As was often the case, it fell to Nóirín Byrne – who was managing the camogie team at the time – to cut through any awkwardness before Karen’s debut in a league game against Dunaracktan. “Girls, we know there’s an outsider here among us, someone who does things differently,” she said.

“But it’s not Karen’s fault that she’s English and had to play hockey, and as far as we know none of her relations were Tans.”

[...] she became known as the BFG – Big Friendly German

That broke any tension and she further endeared herself to the team with her prodigious goal-scoring ability. She rarely bothered to even try to lift the ball, with her close ground control from the hockey giving her a real advantage on the field.

Helga played a couple of games for the junior team, but her value to the club proved to be in an off-field capacity – her accountancy skills were put to use in the role of treasurer as she became known as the BFG – Big Friendly German.
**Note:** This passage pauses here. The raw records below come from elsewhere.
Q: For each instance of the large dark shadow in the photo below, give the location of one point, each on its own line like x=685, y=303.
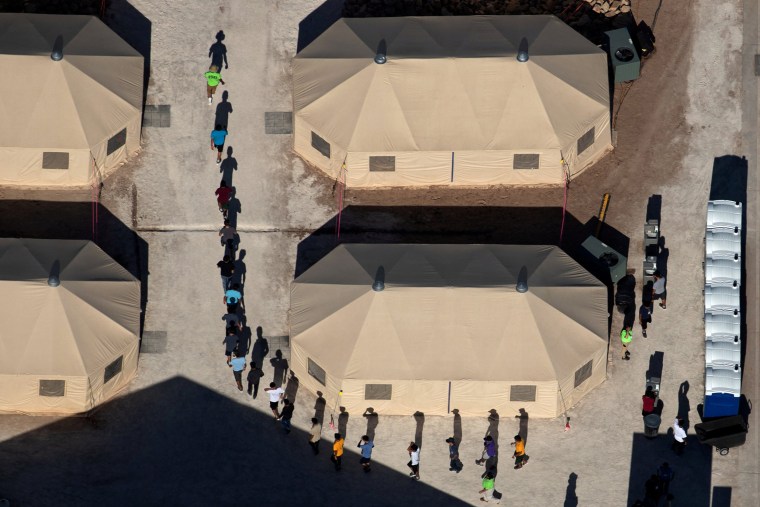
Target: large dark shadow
x=691, y=483
x=319, y=20
x=157, y=446
x=124, y=19
x=80, y=220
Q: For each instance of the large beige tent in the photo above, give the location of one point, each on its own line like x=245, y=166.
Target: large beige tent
x=449, y=330
x=451, y=105
x=68, y=122
x=64, y=348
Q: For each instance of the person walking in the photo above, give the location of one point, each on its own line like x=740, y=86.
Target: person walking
x=230, y=343
x=223, y=195
x=521, y=459
x=414, y=461
x=626, y=335
x=232, y=298
x=648, y=401
x=287, y=414
x=645, y=317
x=659, y=290
x=315, y=433
x=218, y=135
x=226, y=269
x=679, y=436
x=275, y=395
x=226, y=233
x=337, y=455
x=238, y=365
x=486, y=494
x=254, y=376
x=455, y=465
x=213, y=78
x=489, y=450
x=665, y=475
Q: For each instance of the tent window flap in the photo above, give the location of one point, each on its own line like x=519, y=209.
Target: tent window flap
x=52, y=387
x=378, y=391
x=525, y=161
x=117, y=141
x=522, y=393
x=113, y=369
x=55, y=160
x=317, y=372
x=586, y=140
x=382, y=164
x=320, y=145
x=583, y=373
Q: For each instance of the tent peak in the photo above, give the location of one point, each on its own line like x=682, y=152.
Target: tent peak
x=57, y=53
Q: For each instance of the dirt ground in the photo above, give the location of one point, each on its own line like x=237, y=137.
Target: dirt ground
x=191, y=433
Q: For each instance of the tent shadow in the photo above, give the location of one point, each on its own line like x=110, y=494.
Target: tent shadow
x=179, y=440
x=79, y=220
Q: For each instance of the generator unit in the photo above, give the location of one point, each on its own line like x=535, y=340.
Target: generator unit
x=624, y=57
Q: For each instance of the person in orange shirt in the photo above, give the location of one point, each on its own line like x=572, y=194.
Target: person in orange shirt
x=337, y=455
x=520, y=457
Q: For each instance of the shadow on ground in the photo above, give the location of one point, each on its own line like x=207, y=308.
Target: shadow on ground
x=179, y=443
x=79, y=220
x=692, y=470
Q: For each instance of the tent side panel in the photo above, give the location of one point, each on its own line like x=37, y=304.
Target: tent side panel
x=474, y=398
x=21, y=394
x=302, y=146
x=412, y=168
x=100, y=392
x=497, y=167
x=23, y=167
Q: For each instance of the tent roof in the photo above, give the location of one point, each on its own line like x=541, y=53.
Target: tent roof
x=449, y=312
x=75, y=103
x=450, y=83
x=69, y=330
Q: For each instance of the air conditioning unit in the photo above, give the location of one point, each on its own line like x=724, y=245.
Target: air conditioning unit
x=624, y=58
x=607, y=256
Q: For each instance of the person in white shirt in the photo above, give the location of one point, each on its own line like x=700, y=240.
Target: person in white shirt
x=679, y=435
x=276, y=394
x=414, y=461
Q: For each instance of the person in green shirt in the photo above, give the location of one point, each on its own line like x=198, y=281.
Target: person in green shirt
x=213, y=78
x=488, y=485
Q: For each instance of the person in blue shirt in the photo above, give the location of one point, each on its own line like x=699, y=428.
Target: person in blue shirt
x=218, y=135
x=366, y=450
x=232, y=298
x=238, y=365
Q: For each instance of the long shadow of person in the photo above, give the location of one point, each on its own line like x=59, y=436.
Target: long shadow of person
x=280, y=365
x=662, y=257
x=291, y=390
x=343, y=422
x=223, y=111
x=571, y=499
x=239, y=275
x=419, y=419
x=523, y=431
x=235, y=208
x=372, y=420
x=260, y=347
x=228, y=166
x=319, y=407
x=683, y=404
x=218, y=51
x=244, y=341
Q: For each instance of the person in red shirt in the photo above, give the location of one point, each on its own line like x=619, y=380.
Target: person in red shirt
x=223, y=195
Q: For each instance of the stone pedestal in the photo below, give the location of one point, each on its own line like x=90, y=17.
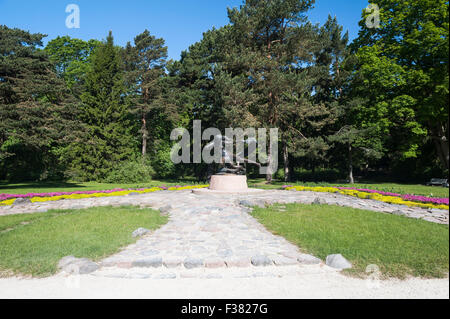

Any sense of the girls not being like us came from the nuances of language rather than sexuality. In her first year, Karen cried after the team lost their last league game until it was explained to her that the league was only the secondary competition and the championship was the one that mattered. Similarly, Helga once included “Yokes” as an item on the club’s income and expenditure account after a discussion with Roly O’Shea, who couldn’t think of the words “GPS trackers”.

Noel remains a key member of the GAA club and his mothers are pillars of the camogie outfit

After the same-sex marriage referendum in 2015, Karen and Helga’s son, Noel – then a member of the U21 hurling team – celebrated by stitching rainbow flags across the front of the jerseys for a championship match. It obscured the logo of the sponsor – none other than Tom Crawford TD, who of course claimed credit for allowing it to happen – though, in fairness, he also paid the fine passed down by the county board for political messages.

Noel remains a key member of the GAA club and his mothers are pillars of the camogie outfit, though right up until her retirement Karen would talk of “cup finals” and poor Helga still struggles with the vernacular.

“The people are nice, but sometimes I wonder if they are fully aware of my situation,” she told me one day. “Lots of people talk to me and say things like, ‘I was talking to your man,’ or ‘Your man did that thing,’ but that’s the whole point – I don’t have a man.”